China.-When exhausting disease or loss of blood has preceded the debility, and perspiration attends the least exertion.
The enthusiastic, practical, and successful cultivation of “the medical idea” implies a certain unfaith in “the surgical idea, and at the same time, a habit of subjective thought. Equally, on the other hand, the surgical idea displaces the medical, and its habit and its faith are almost wholly objective. The two are, at any given moment, psychic incompatibles- exclusive, dogmatic.

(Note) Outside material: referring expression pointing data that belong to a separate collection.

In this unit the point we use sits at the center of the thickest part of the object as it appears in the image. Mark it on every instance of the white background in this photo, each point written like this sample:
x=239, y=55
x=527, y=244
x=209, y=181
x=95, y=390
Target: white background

Either, however, is but a mental bias, not to be mistaken for absolute and universal wisdom, but understood to be a sharp limitation against it; yet, as being ever complementary, the one to the other, and both as being entitled to mutual respect and mutual sway. As in all other cases, man’s gravest errors herein lie more in lines of denial than in those of affirmation. False affirmations soon correct themselves; but denials are easily maintained, and, however erroneous, are of times incorrigible.

The general subject of Antidotes requires mention her.

Toxicology presents us with a series of chemical poisons, often corrosive or at least irritant, and with each a series of substances having the power to chemically neutralize it, or otherwise render it inert, insoluble, etc. Also, other substances, acting physiologically in antagonism to its after- effects. All are called “antidotes.”.

In Homoeopathy we discover another sort which, on the contrary, antidote each other in consequence of the similarity of their symptoms in pathogenesis or provings. These we call “Homoeopathic antidotes.” Our older authors, as Jahr and Teste, made great account of these, and in the introductory portion of Jahr and Possart’s Repertory, under each remedy are given its known Homoeopathic antidotes; also, those drugs which follow it with most frequent known advantage in therapeutics; and, lastly, those which it follows well; each being, of course, given singly. Such remedies, often completing a curative action already begun, are said to be (borrowing a term from mathematics) “complementary” to each other.

Nowadays, instead of direct efforts to antidote drug- aggravations, we commonly rely on the happy effects of these sequences, which practically accomplish the same end; always determined, as they must be, by the totality of existing symptoms.

After Allopathic medication, Prof. C.G. Raue advises to preface the Homoeopathic treatment with Nux vomica, one or more antidotal doses, as already mentioned.

A strict adherence to Hahnemann’s methods precludes the use of antidotes to Homoeopathic remedies in great measure. Given the “minimum dose” without undue repetition, and the true similimum being selected, drug-aggravation means simply that the similar drug disease is supplanting, and, therefore, curing the original malady, and under a placebo the “secondary vital reaction” will, ere long, prove it. By no means, then, let it be antidoted!.

The employment of antidotes, whilst proving a drug, is a great abuse, and goes far to vitiate the result, besides depriving the world of a full pathogenetic picture, in all stages. Young student provers, with college work to do, often thus destroy their own contributions to medical science. Moderation in dosage, with patient waiting, watching, and recording, is the solution of this difficulty.